Improving Health and Society: Programme Development and Evaluation SPS5022

  • Academic Session: 2024-25
  • School: School of Social and Political Sciences
  • Credits: 20
  • Level: Level 5 (SCQF level 11)
  • Typically Offered: Semester 1
  • Available to Visiting Students: Yes
  • Collaborative Online International Learning: No

Short Description

This course will demonstrate how to use theory and evidence in the development of programmes to improve health and other social outcomes, and how they can be evaluated rigorously. Students will develop a critical understanding of the usefulness and limitations of different evaluative designs (e.g. randomised controlled trial, natural experiment, and before-and-after, process and economic evaluations) in providing evidence of effectiveness and cost effectiveness.

Timetable

2hrs per week, weekly over 10 weeks. 20 hours is the requirement for CoSS PGT courses.

Excluded Courses

None

Co-requisites

None

Assessment

Summative assessment will be through coursework which will include a student and tutor-marked in-course presentation (10 minutes) and a project proposal (3,000-4,000 words), which will be guided and informed by the formative assessment.

Course Aims

This course aims to provide students with an opportunity to develop and apply a critical understanding of how to systematically design and evaluate evidence-based programmes with a clear theory of action to improve key outcomes in their own discipline area (e.g. health, criminology, migration, etc).

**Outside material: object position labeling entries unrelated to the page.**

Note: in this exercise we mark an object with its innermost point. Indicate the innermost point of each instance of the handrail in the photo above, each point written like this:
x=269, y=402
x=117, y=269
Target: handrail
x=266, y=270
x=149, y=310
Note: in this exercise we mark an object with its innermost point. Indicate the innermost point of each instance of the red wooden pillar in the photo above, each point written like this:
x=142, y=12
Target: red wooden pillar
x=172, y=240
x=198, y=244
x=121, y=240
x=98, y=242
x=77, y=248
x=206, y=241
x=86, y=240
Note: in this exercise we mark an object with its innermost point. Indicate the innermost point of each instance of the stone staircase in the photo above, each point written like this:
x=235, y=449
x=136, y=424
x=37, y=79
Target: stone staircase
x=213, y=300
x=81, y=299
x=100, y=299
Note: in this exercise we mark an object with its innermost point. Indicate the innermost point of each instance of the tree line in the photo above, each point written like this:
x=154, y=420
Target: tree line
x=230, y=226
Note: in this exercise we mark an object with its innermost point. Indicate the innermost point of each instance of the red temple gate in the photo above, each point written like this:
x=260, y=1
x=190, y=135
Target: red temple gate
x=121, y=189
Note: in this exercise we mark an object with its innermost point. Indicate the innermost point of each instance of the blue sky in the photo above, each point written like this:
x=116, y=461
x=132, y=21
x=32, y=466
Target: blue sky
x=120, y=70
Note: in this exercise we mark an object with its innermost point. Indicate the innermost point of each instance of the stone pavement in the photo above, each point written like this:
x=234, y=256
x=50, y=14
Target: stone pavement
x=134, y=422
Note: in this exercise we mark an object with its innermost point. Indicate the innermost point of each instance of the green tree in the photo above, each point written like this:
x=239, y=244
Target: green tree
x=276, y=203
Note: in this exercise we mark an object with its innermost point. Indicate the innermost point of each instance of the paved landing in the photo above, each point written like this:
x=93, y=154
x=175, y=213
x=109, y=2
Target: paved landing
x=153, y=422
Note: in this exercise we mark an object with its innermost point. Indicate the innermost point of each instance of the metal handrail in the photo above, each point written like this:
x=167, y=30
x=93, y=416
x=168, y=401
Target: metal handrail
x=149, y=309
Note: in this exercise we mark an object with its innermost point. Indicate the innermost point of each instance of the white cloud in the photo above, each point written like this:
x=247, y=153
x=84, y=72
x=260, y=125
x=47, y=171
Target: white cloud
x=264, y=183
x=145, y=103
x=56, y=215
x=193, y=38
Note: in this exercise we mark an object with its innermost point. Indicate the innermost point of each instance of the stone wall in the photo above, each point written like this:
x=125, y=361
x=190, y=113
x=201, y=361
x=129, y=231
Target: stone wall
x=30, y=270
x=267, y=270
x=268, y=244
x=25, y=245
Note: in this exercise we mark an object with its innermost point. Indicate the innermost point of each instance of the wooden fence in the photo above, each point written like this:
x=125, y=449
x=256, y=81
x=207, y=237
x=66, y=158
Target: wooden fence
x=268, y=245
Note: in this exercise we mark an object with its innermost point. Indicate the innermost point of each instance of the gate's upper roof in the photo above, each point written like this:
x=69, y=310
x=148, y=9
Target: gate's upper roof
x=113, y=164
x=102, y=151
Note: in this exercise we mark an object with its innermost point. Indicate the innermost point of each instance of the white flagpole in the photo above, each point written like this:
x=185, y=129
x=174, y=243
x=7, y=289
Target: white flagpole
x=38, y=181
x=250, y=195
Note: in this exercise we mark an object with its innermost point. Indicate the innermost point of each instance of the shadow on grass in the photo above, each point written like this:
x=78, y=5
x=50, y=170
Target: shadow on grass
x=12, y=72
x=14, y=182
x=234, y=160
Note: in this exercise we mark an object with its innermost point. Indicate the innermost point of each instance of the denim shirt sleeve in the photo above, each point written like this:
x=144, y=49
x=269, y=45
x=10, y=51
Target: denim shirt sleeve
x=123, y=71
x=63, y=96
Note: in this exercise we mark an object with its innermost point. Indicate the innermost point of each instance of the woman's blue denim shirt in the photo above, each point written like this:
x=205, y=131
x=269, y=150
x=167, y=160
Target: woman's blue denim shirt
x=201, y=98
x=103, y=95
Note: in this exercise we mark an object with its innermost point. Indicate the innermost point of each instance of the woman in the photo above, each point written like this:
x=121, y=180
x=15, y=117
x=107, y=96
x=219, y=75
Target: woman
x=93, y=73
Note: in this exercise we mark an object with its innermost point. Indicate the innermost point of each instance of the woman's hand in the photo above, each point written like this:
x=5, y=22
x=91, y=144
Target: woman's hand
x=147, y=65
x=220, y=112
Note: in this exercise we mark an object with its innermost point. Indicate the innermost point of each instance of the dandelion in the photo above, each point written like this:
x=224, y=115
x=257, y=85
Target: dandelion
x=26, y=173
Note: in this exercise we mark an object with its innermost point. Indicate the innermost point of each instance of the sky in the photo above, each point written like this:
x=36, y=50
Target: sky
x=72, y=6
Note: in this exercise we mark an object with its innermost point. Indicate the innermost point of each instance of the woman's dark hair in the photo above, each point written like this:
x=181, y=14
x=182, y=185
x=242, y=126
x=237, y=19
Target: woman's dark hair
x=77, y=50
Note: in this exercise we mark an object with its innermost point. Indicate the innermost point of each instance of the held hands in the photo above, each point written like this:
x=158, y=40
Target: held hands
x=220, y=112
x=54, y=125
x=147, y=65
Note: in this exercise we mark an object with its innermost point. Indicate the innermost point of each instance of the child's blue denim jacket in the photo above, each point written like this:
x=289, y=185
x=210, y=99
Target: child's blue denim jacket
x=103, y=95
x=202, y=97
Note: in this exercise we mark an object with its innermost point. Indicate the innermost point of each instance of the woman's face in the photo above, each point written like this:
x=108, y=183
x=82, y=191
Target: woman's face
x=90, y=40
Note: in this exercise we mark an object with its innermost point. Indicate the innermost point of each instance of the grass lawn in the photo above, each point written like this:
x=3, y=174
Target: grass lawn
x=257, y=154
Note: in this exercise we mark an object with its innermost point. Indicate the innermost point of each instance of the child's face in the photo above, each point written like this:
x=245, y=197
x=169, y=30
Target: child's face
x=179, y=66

Intended Learning Outcomes of Course

By the end of this course students will be able to:

• Critically evaluate and apply appropriate steps required to develop health and social interventions in a theoretically- and evidence-based way in order to have the greatest likelihood of effectiveness;

• Critically evaluate and contrast the utility and role of different evaluation designs and methods in programme evaluation;

• Select and apply the mechanisms to support the translation from research to widespread practice in the implementation of health and social interventions;

• Develop a research proposal to develop an intervention to improve key outcomes in their own disciplinary area; 

•Structure ideas effectively both orally and in written forms, work effectively independently and in groups, and develop effective time management skills.

Minimum Requirement for Award of Credits

Students must submit at least 75% by weight of the components of the course's summative assessment.